Grumbling, he dragged Jacek into the other van. At another time, Deirdre might have enjoyed the sight of Jacek so weakened. She might have even taken the chance to get revenge on him for that confrontation in the bathroom. But she’d been subject to Gutterman’s thrall so often that she actually pitied the bastard.
“Where’s Gage?” Niamh asked.
“I didn’t see him in there,” Stark said. “We’re leaving. We’ll have to get supplies somewhere else.”
Deirdre pulled her jacket tighter around herself, gazing at the grocery store. She remembered how Gage had looked under the influence of the nightmare—that total hopelessness, and the apologies that he’d mumbled to a specter she couldn’t see.
There was no way she would leave him in there.
She only got two steps toward the grocery store before Stark grabbed her.

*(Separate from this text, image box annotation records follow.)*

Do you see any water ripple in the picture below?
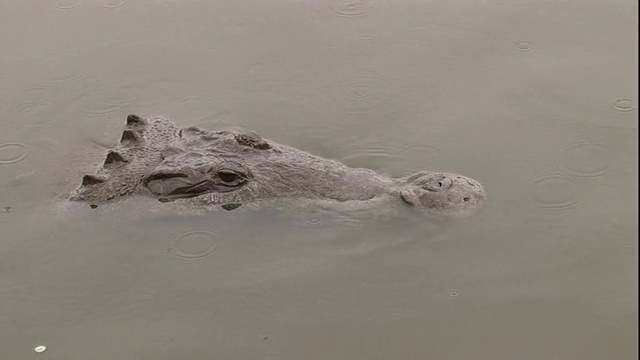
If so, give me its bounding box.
[611,98,636,113]
[564,141,611,179]
[56,0,83,10]
[102,0,125,9]
[167,229,220,261]
[331,0,369,18]
[515,41,533,52]
[528,174,580,211]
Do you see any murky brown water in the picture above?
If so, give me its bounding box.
[0,0,638,360]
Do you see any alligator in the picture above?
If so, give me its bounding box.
[70,114,486,216]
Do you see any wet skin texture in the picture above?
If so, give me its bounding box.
[70,115,486,216]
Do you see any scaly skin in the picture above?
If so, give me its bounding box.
[71,115,486,216]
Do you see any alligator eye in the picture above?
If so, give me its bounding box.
[422,177,452,191]
[218,171,239,182]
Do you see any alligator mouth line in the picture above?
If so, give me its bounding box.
[169,180,211,195]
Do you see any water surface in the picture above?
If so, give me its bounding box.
[0,0,638,360]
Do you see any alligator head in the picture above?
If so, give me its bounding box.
[71,115,486,215]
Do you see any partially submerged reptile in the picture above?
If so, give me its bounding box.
[71,115,486,216]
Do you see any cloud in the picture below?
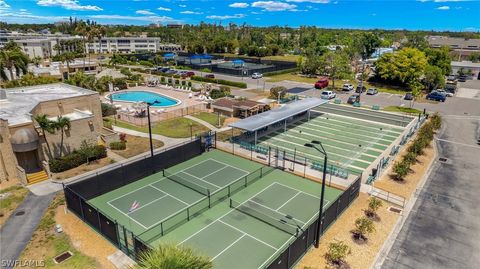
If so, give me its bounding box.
[135,10,155,15]
[252,1,297,11]
[286,0,330,4]
[88,15,179,22]
[180,10,203,15]
[0,0,10,10]
[207,14,245,20]
[228,3,248,8]
[37,0,103,11]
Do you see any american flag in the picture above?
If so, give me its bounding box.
[128,201,140,213]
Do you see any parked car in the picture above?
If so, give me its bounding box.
[427,91,447,102]
[347,94,360,104]
[403,92,413,101]
[367,88,378,95]
[252,72,263,79]
[321,91,337,99]
[315,78,328,89]
[342,84,354,91]
[355,86,367,93]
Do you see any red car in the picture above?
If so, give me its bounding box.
[315,78,328,89]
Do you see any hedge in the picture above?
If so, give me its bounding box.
[190,76,247,89]
[263,67,300,77]
[49,145,107,173]
[109,141,127,150]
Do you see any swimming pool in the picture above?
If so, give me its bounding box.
[107,91,180,107]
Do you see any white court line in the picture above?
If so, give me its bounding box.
[182,171,223,188]
[152,186,190,206]
[177,183,280,246]
[275,191,302,212]
[210,234,246,261]
[217,219,278,250]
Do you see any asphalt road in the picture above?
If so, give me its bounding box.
[382,116,480,269]
[0,192,55,268]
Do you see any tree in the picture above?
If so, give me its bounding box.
[325,241,352,267]
[270,86,287,99]
[33,114,55,158]
[353,217,375,241]
[375,48,427,89]
[136,244,213,269]
[425,47,452,76]
[52,116,71,157]
[365,196,383,218]
[320,51,352,88]
[423,65,445,90]
[393,162,410,181]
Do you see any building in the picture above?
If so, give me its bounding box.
[451,61,480,79]
[0,83,102,184]
[427,36,480,59]
[86,37,182,53]
[211,98,270,118]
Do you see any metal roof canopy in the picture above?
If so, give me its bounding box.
[228,98,328,132]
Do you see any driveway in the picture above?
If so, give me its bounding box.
[381,113,480,269]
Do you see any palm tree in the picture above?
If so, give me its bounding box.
[136,245,213,269]
[53,116,71,157]
[33,114,55,157]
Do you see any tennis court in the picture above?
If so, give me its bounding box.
[152,170,341,268]
[90,152,259,236]
[258,107,405,174]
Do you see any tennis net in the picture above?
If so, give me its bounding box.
[230,199,299,236]
[163,170,210,196]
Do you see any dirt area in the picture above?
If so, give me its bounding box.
[374,142,435,197]
[0,180,28,227]
[55,202,117,269]
[19,194,102,269]
[52,157,115,179]
[112,135,163,158]
[297,193,399,269]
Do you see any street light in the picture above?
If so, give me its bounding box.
[145,100,160,157]
[305,140,327,248]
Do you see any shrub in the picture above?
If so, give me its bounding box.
[49,143,107,173]
[101,103,117,117]
[109,141,127,150]
[325,241,352,266]
[353,217,375,241]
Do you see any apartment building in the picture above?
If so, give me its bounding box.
[86,37,182,53]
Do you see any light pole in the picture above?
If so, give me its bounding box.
[305,140,328,248]
[145,100,160,157]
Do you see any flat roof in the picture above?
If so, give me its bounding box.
[0,83,97,125]
[228,97,328,132]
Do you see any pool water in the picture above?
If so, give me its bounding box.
[111,91,179,107]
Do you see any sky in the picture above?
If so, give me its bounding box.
[0,0,480,32]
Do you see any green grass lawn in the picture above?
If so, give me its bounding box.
[108,118,209,138]
[192,112,226,127]
[383,106,422,114]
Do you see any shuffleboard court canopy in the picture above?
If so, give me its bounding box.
[228,98,328,132]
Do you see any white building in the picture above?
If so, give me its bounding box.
[86,37,182,53]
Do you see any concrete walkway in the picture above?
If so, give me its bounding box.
[184,115,231,132]
[0,193,55,268]
[113,126,190,147]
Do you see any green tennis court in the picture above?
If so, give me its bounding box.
[150,166,342,268]
[90,151,261,236]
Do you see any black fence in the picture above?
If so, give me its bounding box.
[63,137,206,258]
[266,175,362,269]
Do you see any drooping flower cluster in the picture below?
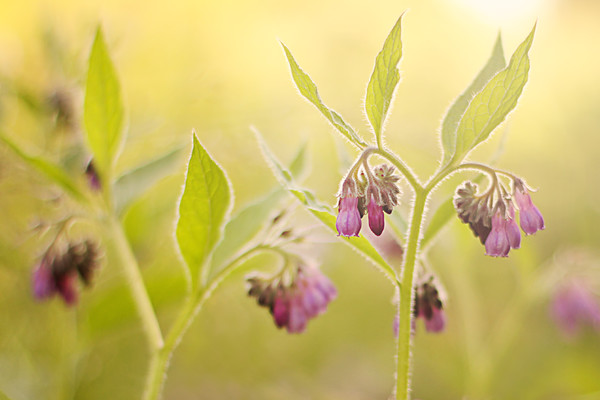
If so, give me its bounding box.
[454,178,544,257]
[335,164,400,236]
[32,240,98,305]
[413,279,446,333]
[550,280,600,339]
[247,265,337,333]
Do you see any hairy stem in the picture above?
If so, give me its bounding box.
[395,189,429,400]
[108,216,163,352]
[143,245,279,400]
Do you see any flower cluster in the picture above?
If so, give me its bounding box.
[247,265,337,333]
[32,241,98,305]
[550,280,600,338]
[454,178,544,257]
[413,279,446,333]
[335,164,400,236]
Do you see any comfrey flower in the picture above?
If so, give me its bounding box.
[247,265,337,333]
[335,178,362,236]
[336,164,400,236]
[32,241,98,305]
[413,279,446,333]
[513,179,545,235]
[550,281,600,339]
[485,200,521,257]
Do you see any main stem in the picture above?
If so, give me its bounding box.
[395,187,429,400]
[108,216,163,352]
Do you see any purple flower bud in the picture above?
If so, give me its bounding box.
[425,307,446,333]
[513,180,545,235]
[485,209,510,257]
[413,279,446,333]
[506,204,521,249]
[367,195,385,236]
[247,266,337,333]
[550,281,600,338]
[85,160,102,191]
[335,196,362,237]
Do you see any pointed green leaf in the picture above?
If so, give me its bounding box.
[83,28,123,181]
[210,145,306,276]
[451,26,535,165]
[176,133,232,288]
[365,13,404,144]
[253,129,397,282]
[281,43,366,148]
[442,34,506,165]
[0,133,86,201]
[114,148,183,214]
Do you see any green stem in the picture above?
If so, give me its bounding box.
[143,245,272,400]
[395,188,429,400]
[108,216,163,352]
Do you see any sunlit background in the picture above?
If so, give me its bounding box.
[0,0,600,400]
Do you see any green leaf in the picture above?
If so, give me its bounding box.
[442,34,506,165]
[281,43,366,148]
[451,26,535,164]
[253,129,397,282]
[176,133,232,288]
[83,28,123,182]
[114,147,183,214]
[0,133,86,201]
[210,145,306,276]
[365,13,404,144]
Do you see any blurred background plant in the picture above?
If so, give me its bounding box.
[0,0,600,400]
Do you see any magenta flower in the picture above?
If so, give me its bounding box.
[248,266,337,333]
[367,195,385,236]
[485,209,514,257]
[335,196,362,237]
[513,179,545,235]
[506,204,521,249]
[335,178,362,237]
[550,281,600,338]
[31,241,97,305]
[413,279,446,333]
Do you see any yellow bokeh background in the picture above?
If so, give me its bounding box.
[0,0,600,400]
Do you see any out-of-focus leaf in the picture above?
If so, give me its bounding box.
[441,34,506,165]
[114,147,183,214]
[210,145,306,276]
[176,133,233,288]
[253,129,397,283]
[83,28,123,182]
[0,133,86,201]
[281,43,366,148]
[450,26,535,165]
[365,13,404,144]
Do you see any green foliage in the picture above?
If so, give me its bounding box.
[365,13,404,144]
[254,129,396,282]
[281,43,366,148]
[450,26,535,165]
[442,34,506,165]
[0,132,85,201]
[114,148,183,214]
[83,28,124,182]
[176,133,232,288]
[210,146,306,276]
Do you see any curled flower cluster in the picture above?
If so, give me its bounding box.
[335,164,400,236]
[247,265,337,333]
[413,279,446,333]
[32,241,98,305]
[454,178,544,257]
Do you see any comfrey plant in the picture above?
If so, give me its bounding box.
[260,12,544,399]
[0,16,544,400]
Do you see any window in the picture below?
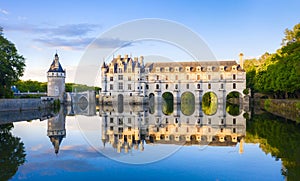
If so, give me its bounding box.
[118,118,123,125]
[118,75,123,80]
[119,82,123,90]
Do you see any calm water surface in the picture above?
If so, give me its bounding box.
[0,102,300,180]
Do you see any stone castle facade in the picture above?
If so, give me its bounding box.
[101,54,246,103]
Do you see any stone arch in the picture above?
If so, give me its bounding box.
[226,90,243,116]
[201,91,218,115]
[180,91,195,116]
[162,92,174,115]
[78,95,89,111]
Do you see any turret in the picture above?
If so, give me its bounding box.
[239,53,244,69]
[47,53,66,102]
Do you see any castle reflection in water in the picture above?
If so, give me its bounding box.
[99,103,246,153]
[47,99,246,154]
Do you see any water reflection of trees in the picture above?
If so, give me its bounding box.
[246,114,300,180]
[0,123,26,180]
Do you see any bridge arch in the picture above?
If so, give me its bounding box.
[226,90,243,116]
[162,92,174,115]
[202,91,218,116]
[180,91,195,116]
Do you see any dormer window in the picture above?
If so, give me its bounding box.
[185,67,190,72]
[155,67,160,72]
[220,66,224,71]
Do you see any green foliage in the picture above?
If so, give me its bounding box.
[14,80,47,92]
[202,92,218,115]
[246,114,300,180]
[0,123,26,180]
[243,88,249,95]
[264,99,271,110]
[0,28,25,98]
[66,83,100,93]
[245,24,300,98]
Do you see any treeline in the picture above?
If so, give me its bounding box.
[244,24,300,98]
[14,80,100,92]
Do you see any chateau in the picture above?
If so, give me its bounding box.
[100,53,246,104]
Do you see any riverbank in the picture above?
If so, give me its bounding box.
[0,98,53,111]
[259,99,300,123]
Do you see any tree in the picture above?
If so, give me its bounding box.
[0,28,25,98]
[0,123,26,180]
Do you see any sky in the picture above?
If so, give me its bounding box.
[0,0,300,82]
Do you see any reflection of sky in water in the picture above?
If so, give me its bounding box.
[8,117,283,180]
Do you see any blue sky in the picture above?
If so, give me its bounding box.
[0,0,300,82]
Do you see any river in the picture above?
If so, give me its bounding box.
[0,101,300,180]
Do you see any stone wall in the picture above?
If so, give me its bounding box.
[0,99,53,111]
[259,99,300,122]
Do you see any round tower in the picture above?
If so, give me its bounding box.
[47,53,66,102]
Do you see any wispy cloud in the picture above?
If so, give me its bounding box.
[0,9,9,15]
[3,22,101,37]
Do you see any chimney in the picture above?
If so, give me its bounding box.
[239,53,244,69]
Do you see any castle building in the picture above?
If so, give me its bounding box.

“We’re leaving,” he said again, biting out the words.
Just the idea of defying him was enough to make her heart cringe up into a miserable little knot. She remembered the pain of defiance far too well. But the idea of leaving Gage behind was even worse.
“Five minutes,” Deirdre said. Stark’s mouth clenched into a hard line. “Please.”
“Wait!” Niamh cried.
There was someone else in the parking lot now, staggering from the side of the grocery store. He was moving slowly. It kind of looked like he was limping.